According to the IRS, the following obtains if the employer failed to adopt an EGTRRA pre- approved DC plan document by April 30, 2010. Generally, under the six-year remedial amendment cycle rules described in Revenue Procedure 2007-44, this failure adversely affects the qualified status of the employer’s plan. However, this failure can be corrected, for a reasonable fee, under the IRS’ Employee Plans Compliance Resolution System (the “EPCRS”), which is currently set forth in Revenue Procedure 2008-50. VCP is available as long as the plan (or, in the case of a tax-exempt entity, the adopting employer) is not under examination by the IRS. See Section 5.07 of Revenue Procedure 2008-50 for the definition of “under examination.” To assist an employer who wishes to make a VCP submission to correct the failure to timely adopt the EGTRRA pre-approved document, the IRS has developed a Voluntary Correction Program Submission Kit, to be used to make this correction.
Note that an individual determination letter application in regard to the pre-approved DC plan is not required to be submitted to the IRS in connection with the VCP filing. An employer adopting a pre-approved DC plan is usually entitled to rely on the opinion or advisory letter issued with respect to the plan. However, if the employer desires to obtain an individual determination letter with respect to its plan, then, after receiving an executed compliance statement from the IRS under the VCP, the employer may make an off-cycle determination letter application to the IRS, as discussed below.

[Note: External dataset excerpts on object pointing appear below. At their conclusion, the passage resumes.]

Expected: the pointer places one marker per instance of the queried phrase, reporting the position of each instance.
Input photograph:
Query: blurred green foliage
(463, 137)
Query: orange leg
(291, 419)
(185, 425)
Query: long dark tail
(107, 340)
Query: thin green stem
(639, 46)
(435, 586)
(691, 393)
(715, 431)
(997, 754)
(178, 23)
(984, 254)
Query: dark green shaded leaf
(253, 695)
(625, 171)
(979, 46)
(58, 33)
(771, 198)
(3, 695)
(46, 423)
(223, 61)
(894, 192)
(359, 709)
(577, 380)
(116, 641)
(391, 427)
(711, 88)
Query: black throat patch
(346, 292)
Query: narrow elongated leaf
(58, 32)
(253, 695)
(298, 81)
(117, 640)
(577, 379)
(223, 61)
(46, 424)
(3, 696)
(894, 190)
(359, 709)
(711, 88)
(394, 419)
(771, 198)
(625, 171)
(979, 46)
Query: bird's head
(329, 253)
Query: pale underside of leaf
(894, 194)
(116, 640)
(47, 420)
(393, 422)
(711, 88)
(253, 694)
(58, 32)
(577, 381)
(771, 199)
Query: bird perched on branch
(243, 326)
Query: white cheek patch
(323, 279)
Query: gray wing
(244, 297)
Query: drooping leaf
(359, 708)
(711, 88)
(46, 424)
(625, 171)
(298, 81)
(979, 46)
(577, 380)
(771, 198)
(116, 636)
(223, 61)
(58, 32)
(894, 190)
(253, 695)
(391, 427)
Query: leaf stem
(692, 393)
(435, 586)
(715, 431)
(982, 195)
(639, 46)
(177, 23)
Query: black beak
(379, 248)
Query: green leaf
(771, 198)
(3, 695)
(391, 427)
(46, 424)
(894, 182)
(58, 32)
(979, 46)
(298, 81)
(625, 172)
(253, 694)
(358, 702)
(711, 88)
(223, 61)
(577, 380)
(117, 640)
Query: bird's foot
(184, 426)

If the employer failed to file an application for a determination letter by the April 30 deadline, but still wishes to do so, the following obtains, Applications for pre-approved DC plans submitted after April 30, 2010, will be treated as off-cycle filings. This means that the application will be placed in suspense and generally will not be reviewed by the IRS until all on-cycle applications have been reviewed. For post April 30, 2010, off-cycle applications that have already been submitted, the IRS will contact the submitting employers and offer them the right to withdraw such applications. If such withdrawal request is made, the IRS will refund any user fees that have been paid. The Employee Plans News discusses several exceptions to this off-cycle treatment, by which an application will be considered to have been filed on-cycle.